Janet Fish - Tropical Still Life
American, b.1938
Tropical Still Life, 1992
Screenprint, 36 x 42 inches
Edition 26/75
John Szoke Graphics, Inc.
02.021

Gift of William J. Lutz and Karen Wicklund Lutz (MBA '78)

Janet Fish was born in Boston in 1938 to a family of artists. After being raised in Bermuda, she received her MFA from Yale. She took many sculpture classes, then found her calling through painting. She graduated in 1963. Janet Fish then began her search for her own unique style. She began to paint glass bottles and vases. Janet found that she was talented in dissecting the way in which the light broke up the forms. Soon she was painting every glass object she could find. Janet Fish's artwork is unique in that there is no central focal point. Her paintings draw the viewers' eyes through the painting, never resting on a single element. Her earliest paintings were mainly in black and white (Wine and Cheese Glasses, 1975), while her later paintings literally exploded with color.

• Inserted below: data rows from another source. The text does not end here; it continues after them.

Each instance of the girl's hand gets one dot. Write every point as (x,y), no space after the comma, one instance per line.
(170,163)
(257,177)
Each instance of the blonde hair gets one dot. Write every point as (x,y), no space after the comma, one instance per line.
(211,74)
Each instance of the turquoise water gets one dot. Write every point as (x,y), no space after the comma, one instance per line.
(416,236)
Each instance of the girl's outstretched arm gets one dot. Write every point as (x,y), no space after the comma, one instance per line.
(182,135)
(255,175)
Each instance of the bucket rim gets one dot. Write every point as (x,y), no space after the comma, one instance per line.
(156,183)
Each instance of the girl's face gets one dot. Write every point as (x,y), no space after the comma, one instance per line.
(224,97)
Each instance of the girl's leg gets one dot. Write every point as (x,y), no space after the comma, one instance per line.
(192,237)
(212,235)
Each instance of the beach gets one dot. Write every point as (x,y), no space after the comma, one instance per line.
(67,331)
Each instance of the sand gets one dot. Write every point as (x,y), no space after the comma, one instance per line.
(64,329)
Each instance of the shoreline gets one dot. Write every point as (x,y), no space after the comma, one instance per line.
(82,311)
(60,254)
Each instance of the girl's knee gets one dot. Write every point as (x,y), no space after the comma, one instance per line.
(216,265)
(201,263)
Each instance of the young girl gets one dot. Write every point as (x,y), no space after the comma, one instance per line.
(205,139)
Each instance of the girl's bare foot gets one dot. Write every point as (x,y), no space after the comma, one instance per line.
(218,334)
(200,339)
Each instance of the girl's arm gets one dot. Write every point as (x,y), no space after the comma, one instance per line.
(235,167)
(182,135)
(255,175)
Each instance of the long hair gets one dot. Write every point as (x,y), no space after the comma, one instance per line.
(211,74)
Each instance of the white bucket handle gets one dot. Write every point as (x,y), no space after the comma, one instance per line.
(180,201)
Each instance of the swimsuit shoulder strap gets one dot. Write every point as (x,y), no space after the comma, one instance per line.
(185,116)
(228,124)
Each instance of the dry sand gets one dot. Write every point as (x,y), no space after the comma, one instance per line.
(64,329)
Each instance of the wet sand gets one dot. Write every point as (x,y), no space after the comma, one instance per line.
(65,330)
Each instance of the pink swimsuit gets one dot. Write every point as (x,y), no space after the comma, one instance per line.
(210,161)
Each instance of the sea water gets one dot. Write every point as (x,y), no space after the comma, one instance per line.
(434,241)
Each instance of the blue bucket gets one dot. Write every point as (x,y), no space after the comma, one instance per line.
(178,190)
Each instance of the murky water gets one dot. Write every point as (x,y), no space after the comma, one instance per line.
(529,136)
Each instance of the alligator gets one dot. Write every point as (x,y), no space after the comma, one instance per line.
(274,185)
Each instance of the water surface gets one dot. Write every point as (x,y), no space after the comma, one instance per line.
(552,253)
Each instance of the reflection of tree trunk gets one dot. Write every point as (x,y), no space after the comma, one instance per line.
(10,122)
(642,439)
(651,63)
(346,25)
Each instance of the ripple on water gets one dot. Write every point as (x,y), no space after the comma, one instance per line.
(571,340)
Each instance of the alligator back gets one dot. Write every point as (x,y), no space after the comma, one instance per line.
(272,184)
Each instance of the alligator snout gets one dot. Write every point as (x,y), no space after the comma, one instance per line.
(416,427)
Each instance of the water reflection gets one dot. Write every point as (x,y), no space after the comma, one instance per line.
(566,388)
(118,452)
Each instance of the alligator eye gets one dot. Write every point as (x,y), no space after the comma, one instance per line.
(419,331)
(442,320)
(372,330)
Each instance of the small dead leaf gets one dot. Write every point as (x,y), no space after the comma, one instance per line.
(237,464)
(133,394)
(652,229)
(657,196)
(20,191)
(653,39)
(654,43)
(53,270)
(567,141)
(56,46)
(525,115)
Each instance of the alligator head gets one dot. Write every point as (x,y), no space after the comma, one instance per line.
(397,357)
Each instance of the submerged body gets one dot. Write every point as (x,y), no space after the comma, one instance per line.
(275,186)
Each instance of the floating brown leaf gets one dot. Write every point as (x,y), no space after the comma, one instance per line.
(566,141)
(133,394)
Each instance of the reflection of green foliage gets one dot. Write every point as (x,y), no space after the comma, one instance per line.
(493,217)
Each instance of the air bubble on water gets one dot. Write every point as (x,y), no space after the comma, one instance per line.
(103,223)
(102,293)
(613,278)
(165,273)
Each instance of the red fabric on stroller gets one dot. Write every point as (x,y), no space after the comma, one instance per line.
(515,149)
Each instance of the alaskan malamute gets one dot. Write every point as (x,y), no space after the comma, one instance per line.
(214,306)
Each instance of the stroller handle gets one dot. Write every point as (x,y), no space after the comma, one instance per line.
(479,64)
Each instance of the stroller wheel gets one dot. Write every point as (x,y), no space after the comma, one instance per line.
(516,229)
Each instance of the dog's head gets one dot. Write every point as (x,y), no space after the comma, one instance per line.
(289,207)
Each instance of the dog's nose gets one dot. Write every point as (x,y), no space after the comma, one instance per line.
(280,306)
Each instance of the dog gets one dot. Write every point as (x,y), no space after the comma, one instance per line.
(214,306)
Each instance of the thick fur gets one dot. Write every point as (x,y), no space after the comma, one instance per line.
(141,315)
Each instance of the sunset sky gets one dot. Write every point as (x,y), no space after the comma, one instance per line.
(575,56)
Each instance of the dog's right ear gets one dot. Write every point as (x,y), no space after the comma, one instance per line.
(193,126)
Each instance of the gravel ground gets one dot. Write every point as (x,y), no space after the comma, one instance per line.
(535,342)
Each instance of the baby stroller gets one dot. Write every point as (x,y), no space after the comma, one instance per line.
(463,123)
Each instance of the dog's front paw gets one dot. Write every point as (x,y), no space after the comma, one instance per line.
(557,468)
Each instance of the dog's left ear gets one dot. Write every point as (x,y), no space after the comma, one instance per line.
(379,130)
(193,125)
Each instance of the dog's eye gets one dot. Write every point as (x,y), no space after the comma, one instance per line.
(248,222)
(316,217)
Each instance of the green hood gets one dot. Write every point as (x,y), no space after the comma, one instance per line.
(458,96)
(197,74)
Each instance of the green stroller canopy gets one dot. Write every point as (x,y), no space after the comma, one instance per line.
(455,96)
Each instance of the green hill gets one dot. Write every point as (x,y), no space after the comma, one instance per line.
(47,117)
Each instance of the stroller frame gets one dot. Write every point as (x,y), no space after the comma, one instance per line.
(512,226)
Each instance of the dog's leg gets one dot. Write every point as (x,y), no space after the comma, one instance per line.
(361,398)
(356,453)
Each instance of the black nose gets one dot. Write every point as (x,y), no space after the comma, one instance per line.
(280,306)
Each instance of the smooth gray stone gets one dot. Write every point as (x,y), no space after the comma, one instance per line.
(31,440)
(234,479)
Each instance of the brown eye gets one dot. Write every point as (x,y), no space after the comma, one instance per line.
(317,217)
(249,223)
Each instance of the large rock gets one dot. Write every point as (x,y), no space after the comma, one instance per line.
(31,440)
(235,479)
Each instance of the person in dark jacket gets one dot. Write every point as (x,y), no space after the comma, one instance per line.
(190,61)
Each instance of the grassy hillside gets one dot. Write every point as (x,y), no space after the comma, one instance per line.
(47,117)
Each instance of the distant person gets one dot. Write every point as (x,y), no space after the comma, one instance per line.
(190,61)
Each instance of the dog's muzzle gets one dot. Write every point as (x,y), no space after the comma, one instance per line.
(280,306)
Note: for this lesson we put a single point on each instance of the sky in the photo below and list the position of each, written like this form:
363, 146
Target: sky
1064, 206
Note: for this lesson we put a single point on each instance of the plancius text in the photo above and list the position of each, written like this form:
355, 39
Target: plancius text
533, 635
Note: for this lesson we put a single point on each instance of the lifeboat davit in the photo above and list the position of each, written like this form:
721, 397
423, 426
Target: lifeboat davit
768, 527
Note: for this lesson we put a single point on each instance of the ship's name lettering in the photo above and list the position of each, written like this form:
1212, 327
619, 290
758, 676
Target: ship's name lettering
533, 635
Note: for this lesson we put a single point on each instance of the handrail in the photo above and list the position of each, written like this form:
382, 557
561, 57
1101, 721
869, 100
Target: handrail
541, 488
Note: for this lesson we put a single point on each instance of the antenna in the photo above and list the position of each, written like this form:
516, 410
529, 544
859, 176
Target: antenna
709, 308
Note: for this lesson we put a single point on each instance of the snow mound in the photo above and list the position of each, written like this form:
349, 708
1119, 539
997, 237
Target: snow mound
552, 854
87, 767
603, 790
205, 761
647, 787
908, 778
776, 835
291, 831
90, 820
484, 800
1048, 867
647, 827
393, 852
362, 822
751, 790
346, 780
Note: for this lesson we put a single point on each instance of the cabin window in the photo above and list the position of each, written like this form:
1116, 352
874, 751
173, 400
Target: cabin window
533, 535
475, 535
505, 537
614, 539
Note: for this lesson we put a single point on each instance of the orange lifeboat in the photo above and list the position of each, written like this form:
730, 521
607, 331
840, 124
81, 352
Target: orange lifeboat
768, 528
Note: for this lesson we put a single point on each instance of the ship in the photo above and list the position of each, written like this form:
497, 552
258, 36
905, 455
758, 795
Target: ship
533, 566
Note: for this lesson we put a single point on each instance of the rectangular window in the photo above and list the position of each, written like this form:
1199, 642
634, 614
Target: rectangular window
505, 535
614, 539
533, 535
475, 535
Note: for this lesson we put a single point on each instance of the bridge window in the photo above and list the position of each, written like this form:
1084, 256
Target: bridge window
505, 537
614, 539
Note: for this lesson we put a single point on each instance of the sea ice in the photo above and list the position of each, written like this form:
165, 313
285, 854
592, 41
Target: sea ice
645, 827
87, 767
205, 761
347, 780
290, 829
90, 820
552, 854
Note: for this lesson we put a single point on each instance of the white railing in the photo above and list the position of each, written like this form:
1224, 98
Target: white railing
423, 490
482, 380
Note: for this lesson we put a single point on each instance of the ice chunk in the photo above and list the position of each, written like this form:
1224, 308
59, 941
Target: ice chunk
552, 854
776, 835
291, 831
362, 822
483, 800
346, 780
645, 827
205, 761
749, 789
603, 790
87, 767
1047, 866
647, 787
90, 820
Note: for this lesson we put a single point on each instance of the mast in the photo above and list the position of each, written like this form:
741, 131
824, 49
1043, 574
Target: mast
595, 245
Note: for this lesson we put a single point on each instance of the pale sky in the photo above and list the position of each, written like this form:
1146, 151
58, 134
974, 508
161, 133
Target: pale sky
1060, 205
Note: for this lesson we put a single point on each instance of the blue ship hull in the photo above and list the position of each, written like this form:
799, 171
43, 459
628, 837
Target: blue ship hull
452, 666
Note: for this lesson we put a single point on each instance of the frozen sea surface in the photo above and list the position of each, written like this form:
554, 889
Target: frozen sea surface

She thinks of herself as a "painterly realist," primarily interested in light, atmosphere, motion, and lush, saturated color. She has made prints since the early 1970s and is associated with both the American print renaissance and neo-realist movements of the period. In Tropical Still Life, she offers the viewer ripe tropical fruits that spill off an orange glass plate that rests upon a patterned floral tablecloth. A green and yellow parakeet perches on one of the fruits, presiding over a truly Caribbean still life. Lyrical in effect, this still nonetheless joins a traditional western format that sweetly alludes to the transience of life's pleasures.